Stotesbury died at eighty-nine on May 21, 1938, in Wyndmoor, Pennsylvania and was buried in The Woodlands Cemetery in Philadelphia.

== Legacy ==
Every year since 1927, the Stotesbury Cup Regatta has been held on the Schuylkill River in Philadelphia. It is one of the oldest and largest high school rowing regattas in the United States. Stotesbury was a member and one-time president of the Bachelors Barge Club, one of the rowing clubs in Philadelphia.

Stotesbury, West Virginia, a coal mining town in Raleigh County, was named for Stotesbury. The town was the former home of eight-term U.S. Senator Robert C. Byrd.

The Stotesbury Club House, a building on Stotesbury's equestrian farm in Wyndmoor, Pennsylvania, was listed on the National Register of Historic Places in 1985.

Edward and Eva Stotesbury are characters in the Stephen Sondheim musical Road Show (2008).

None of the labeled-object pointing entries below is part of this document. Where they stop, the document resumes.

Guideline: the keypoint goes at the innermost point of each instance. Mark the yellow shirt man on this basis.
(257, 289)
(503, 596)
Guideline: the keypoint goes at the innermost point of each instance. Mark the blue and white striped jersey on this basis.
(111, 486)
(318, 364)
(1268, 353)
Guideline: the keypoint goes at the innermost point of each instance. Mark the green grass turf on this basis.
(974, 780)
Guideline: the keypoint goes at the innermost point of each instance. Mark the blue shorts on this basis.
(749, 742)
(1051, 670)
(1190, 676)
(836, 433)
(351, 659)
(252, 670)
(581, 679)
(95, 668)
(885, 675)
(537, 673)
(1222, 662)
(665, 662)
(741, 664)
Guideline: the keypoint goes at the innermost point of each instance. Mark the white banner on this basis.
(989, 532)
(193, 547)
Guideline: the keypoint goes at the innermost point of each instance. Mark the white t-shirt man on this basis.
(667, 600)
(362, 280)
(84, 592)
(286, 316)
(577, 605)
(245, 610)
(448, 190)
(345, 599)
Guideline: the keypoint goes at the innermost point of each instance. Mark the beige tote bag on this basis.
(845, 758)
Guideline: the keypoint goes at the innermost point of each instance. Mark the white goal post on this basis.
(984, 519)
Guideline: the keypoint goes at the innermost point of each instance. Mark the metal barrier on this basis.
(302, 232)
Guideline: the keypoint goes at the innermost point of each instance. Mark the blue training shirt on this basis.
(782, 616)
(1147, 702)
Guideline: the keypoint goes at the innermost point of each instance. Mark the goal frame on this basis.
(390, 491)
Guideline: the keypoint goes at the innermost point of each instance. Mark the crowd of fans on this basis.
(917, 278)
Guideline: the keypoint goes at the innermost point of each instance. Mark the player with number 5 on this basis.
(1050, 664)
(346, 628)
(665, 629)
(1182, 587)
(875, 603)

The land on which Whitemarsh Hall was built was developed into a town house complex named after Stotesbury.

== Family ==
Stotesbury's second daughter, Edith Lewis Stotesbury (April 3, 1877 – 1935), married Sydney Emlen Hutchinson on December 25, 1903. His third daughter, Frances Butcher Stotesbury (November 7, 1881 – October 14, 1950), married John Kearsley Mitchell on January 5, 1909.

On February 14, 1922, his stepdaughter, Henrietta Louise Cromwell, a divorcee with two children, married General of the Army Douglas MacArthur. They divorced in 1929.

His stepson, James H.R. Cromwell became a devoted New Dealer. One day in 1936, when Cromwell was then married to Doris Duke, Stotesbury told him, "It's a good thing you married the richest girl in the world because you will get very little from me. I made my fortune and I am going to squander it myself; not your friend Roosevelt."